O chefe de Estado especificou que, mesmo que não venha a ter dúvidas de inconstitucionalidade, tenciona ainda assim enviar o diploma para análise dos juízes do Palácio Ratton: "Temo que depois comece a haver em vários tribunais recursos ou impugnações de vários cidadãos".

A comissão técnica que elaborou o anteprojeto - que irá ainda passar por todo o processo legislativo parlamentar - foi presidida pelo juiz conselheiro jubilado António Henriques Gaspar, sendo também constituída pelo procurador-geral-adjunto João Possante, em representação da Procuradora-Geral da República, Ravi Afonso Pereira, em representação da provedora de Justiça, e Alexandre Abrantes, professor catedrático da Escola Nacional de Saúde Pública.
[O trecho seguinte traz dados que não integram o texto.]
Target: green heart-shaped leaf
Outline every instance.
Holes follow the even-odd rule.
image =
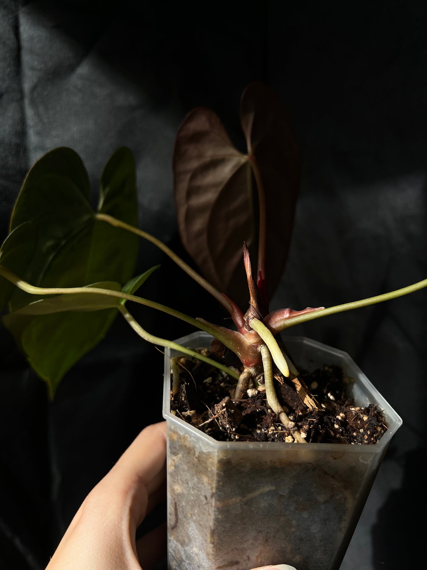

A comissão foi constituída por iniciativa do primeiro-ministro, António Costa, que em junho do ano passado defendeu que era o momento de iniciar "o processo de revisão do quadro jurídico de que o país deve dispor para enfrentar, com plena segurança jurídica, circunstâncias semelhantes [às que enfrentou na pandemia de covid-19] que num indesejado futuro possam ocorrer". "Tratando-se de uma legislação estruturante, o processo legislativo deve ser precedido de aprofundado estudo por uma comissão da mais elevada competência técnica, nas áreas jurídica e de saúde pública, e com o envolvimento da Provedoria de Justiça e da Procuradoria-Geral da República, no pleno exercício das suas competências de defesa da legalidade democrática e dos direitos dos cidadãos", referiu então o líder do Executivo.